And that last move allows her not so much understanding – things are too complicated for that – but entry to Ahim’s tortured nightmare and a glimpse of his past. The device of the constantly shifting narrator means, in a sense, that we have access to a 1st-person and a 3rd-person viewpoint simultaneously, since Cassina sees things from the inside of several heads.
To go back a bit. Ahim is a T’lanni, follower of the angel Tingali. Though Nicky Singer acknowledges that 9/11 was her starting point, the invention of the T’lannis allows her novel to be a politically and religiously even-handed and unspecific book. It’s an exploration of chasms of misunderstanding, a search to grasp motivations.

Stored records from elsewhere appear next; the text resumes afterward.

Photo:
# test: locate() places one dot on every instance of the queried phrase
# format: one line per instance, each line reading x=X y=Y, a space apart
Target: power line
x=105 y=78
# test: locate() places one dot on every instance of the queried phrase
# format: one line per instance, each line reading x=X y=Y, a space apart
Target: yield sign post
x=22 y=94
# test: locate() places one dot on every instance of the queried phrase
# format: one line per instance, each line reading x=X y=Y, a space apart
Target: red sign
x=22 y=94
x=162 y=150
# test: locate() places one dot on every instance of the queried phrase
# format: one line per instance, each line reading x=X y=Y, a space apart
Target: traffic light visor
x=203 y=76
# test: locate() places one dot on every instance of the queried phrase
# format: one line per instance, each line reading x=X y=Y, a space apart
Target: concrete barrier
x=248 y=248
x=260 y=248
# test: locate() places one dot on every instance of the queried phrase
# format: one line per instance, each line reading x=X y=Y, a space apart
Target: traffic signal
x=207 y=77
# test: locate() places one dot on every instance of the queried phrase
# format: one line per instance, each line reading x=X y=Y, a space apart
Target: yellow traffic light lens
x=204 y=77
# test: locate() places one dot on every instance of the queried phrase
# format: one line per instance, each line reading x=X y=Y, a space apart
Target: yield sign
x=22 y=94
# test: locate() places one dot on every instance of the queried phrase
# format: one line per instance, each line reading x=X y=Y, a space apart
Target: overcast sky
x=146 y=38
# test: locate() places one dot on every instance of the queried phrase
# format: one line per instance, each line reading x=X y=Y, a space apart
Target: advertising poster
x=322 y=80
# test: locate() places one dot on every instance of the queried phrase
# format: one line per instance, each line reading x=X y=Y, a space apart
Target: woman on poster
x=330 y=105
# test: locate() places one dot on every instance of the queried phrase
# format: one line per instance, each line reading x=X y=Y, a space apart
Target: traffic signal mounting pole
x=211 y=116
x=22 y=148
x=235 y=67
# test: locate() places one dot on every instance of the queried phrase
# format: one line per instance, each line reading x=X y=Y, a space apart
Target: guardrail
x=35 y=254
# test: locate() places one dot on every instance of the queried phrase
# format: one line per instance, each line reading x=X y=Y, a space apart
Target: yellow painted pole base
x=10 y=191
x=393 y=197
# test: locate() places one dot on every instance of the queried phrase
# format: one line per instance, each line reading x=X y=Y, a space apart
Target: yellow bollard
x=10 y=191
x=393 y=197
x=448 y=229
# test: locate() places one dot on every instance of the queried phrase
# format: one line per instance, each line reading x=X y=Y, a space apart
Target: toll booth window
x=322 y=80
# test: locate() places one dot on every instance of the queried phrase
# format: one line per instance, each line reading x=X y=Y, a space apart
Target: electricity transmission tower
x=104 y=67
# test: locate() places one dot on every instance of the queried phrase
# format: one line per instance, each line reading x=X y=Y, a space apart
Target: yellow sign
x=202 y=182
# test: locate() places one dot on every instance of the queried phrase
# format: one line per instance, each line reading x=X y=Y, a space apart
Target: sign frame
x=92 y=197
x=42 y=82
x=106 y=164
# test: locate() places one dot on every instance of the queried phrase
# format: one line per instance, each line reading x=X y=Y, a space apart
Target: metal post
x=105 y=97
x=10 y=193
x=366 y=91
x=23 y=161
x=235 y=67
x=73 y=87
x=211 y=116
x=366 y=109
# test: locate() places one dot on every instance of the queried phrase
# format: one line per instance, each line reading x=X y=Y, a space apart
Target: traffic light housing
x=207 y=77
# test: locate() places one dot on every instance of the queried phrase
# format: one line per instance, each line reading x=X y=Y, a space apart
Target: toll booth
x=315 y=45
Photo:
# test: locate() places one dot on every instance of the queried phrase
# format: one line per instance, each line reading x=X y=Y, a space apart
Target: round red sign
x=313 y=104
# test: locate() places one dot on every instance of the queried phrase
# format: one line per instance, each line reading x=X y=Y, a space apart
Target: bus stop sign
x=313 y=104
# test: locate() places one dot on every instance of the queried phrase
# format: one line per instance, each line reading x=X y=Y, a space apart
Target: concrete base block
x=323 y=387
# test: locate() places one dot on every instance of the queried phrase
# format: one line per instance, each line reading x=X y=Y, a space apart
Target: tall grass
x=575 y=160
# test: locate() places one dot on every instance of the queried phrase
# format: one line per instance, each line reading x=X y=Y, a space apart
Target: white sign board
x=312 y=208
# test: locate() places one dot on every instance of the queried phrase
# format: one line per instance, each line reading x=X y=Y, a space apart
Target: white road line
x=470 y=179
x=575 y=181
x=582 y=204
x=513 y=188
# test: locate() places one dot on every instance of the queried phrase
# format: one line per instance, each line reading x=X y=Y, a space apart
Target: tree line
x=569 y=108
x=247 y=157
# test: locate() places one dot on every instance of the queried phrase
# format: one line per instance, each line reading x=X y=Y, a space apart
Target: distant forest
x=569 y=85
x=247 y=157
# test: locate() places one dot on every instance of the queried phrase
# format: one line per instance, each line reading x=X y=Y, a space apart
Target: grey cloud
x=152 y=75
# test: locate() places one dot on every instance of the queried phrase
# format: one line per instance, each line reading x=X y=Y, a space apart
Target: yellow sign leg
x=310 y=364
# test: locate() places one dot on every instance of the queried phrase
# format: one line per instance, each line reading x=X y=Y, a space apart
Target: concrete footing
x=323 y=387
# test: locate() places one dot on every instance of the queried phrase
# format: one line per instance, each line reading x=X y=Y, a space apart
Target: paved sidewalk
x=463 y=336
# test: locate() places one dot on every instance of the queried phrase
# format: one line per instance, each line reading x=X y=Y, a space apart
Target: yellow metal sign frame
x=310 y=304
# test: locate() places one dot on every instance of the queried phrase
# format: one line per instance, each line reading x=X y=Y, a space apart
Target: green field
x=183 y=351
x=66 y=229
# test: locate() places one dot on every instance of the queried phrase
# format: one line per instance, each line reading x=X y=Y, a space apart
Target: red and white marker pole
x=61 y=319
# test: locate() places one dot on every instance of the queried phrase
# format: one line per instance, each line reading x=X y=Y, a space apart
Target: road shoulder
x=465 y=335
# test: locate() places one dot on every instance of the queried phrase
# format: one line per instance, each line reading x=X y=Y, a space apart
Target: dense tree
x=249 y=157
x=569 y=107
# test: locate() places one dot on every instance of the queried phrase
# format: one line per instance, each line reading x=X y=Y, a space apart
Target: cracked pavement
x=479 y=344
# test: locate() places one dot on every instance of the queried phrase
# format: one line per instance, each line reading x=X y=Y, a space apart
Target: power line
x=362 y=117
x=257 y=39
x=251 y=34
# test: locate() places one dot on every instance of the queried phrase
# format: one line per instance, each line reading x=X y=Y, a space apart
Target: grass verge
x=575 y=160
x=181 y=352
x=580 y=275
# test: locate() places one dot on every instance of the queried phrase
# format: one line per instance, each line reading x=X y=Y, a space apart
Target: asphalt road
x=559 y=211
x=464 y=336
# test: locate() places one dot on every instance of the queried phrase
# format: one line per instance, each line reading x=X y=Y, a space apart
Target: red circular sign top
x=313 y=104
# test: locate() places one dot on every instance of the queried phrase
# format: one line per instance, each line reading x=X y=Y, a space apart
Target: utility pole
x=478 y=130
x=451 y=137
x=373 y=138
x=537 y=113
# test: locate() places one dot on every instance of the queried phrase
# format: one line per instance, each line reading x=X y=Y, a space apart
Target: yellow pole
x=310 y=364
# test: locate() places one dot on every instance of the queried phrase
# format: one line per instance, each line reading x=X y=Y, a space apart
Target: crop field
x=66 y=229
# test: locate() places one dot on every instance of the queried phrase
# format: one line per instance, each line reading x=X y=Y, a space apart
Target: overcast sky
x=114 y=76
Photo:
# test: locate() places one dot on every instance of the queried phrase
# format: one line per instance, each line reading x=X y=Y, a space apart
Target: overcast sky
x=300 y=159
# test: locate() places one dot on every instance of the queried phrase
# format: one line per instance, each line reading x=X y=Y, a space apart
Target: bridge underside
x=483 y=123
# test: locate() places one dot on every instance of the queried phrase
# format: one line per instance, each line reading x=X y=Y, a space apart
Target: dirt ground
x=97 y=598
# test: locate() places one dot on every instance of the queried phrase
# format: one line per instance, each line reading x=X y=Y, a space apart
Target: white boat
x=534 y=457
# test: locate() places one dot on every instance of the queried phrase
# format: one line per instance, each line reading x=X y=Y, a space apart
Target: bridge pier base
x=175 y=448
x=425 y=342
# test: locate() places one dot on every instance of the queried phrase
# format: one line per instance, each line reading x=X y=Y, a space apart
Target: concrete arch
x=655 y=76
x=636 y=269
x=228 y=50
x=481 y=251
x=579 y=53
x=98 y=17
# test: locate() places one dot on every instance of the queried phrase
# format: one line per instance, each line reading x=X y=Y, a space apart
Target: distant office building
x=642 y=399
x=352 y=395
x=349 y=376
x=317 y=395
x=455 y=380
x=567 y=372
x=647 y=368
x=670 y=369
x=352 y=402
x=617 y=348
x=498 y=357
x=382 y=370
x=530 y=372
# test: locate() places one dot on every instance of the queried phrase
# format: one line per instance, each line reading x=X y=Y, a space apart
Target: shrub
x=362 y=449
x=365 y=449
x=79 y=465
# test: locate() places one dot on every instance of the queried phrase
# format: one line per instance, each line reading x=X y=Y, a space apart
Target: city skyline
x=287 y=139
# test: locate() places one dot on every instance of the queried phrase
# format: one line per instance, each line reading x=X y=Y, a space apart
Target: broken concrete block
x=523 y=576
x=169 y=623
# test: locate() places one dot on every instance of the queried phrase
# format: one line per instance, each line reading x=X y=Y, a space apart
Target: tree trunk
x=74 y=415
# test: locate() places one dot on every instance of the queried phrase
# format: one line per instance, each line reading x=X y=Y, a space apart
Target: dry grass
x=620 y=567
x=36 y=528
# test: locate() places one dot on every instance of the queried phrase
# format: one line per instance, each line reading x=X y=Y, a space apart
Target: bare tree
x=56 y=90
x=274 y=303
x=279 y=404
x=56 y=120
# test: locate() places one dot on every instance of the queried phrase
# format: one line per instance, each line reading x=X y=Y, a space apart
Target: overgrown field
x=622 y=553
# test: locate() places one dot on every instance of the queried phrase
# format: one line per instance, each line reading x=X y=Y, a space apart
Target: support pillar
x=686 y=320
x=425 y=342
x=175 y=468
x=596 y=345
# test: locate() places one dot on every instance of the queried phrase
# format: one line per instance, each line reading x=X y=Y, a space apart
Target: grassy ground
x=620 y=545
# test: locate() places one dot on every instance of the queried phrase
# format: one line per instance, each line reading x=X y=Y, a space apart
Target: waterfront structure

We feel as though she is discovering insights – alongside Cassina – as she moves through the novel, and that leads to some elements which transcend the pedestrian and even the logical. At one level, there’s the quality of Cassina’s thought and language; she is staggeringly articulate for a 13-year-old – not too many at that age use the word pace so adroitly, for example, but Nicky Singer makes no concessions. Again, a reader might find Ahim’s indestructability tricky. And then there’s the matter of Cassina’s reincarnation, her return to her body and her overwhelmed parents. Some re-reading might be needed to come to terms with the powerful final chapter describing Ahim’s translation to an afterlife shared by T’lanis, Muslims, Jews, Christians, atheists; here, he meets Aelfin, whose ‘dogged, generous love’ is extended redemptively to her murderer.
Almost inevitably, there are loose ends and even confusions. Doctors and parents believe that what Cassina has told us has passed in the novel has been an extended hallucination. But if it has been, Cassina has learned through it to ‘grab life now, hold it, hug it, squeeze it dry, because tomorrow…’ Given the ambition of what the author addresses – well, if you want the loose ends tied up, you’re reading the wrong book. There was a time in the UK when to take on such themes a writer, ironically, could secure publication only on children’s lists – The Owl Service, The House at Norham Gardens and, for that matter, ‘His Dark Materials’ illustrate the point. This book belongs to that indefinable and admirable group.